Fourteen different service providers in central London that fall under the Disability Discrimination Act (1995) (an act that requires all public service providers to make reasonable adjustment to their service in order to make it equally accessible to individuals with a disability) were visited and surveyed with regards to their existing loop systems. The services included hospitals, banks, churches, theatres, cinemas and opticians. Enquiries were made about accessibility, maintenance, service and customer feedback and complaints.
1 Accessibility
Of the 14 services visited only 10 had a loop installed that was in working order and could be included in the research. 100% of these services that had a loop in working order advertised the loop by displaying the standard ‘T’ sign. Not only was this sign on display but also 90% of staff understood what the sign was communicating. Awareness of what the loop itself did and how it could be used was less than impressive with 40% of employees receiving no information on this with a subsequent 50% of individuals reporting that they would not feel happy advising a deaf or hard of hearing individual on how to use the loop installed. However, 100% of those asked would appreciate further information and advice on loop systems and how to advise people on their use. Clearly, the provision of public loop systems is not enough without sufficient staff awareness training.
2 Maintenance and Service
An encouraging 60% of service providers had had their loop serviced since its installation, however only one venue regularly serviced the loop. Of further concern is the fact that only 3 of the 10 venues had a regular monitoring and testing program in place, with only one venue owning a monitoring device to test the loop. These findings suggest that once a loop has been installed servicing and monitoring is minimal and below desirable levels. It is debatable as to whether this finding is due to the simplicity of the technology and lack of maintenance required for day to day running or whether it is due to a lack of awareness and knowledge of the need for regular monitoring and maintenance being in place.

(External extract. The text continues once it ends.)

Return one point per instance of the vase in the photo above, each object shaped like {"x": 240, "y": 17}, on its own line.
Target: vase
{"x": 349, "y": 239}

3 Customer Feedback and Complaints
A third of the employees asked were aware that they had received a complaint or number of complaints in the past about the loop system. However, the small number of complaints reported may not correlate closely to the actual amount of dissatisfaction experienced. It is encouraging however to see that 4 service providers have asked for feedback from their customers and this proved useful in confirming whether the loop was in working order or not. Problems highlighted were also solved quickly and easily.
4 Infra Red (IR) and Radio (FM) Alternatives
Feedback received from those 2 services that had an FM or an IR system were that they were both able to inform customers on how to use the system and had staff responsible for charging and cleaning and replacing ear tips. This finding suggests (although the numbers asked are limited) that the more complex IR and FM systems that require more maintenance in their daily use actually serves to increase staff awareness. Perhaps the simplicity of inductive loop systems work to a disadvantage when we are directly concerned with staff awareness of the system itself, although if the more complex systems were widespread it is reasonable to assume that other problems would be found.
5 Conclusions
The DDA (1995) has ensured that a large number of public service providers in the UK are making reasonable adjustments by providing a loop system. However this research shows staff awareness, maintenance and servicing of current systems is low. Future technological solutions should seek to address this issue from the outset.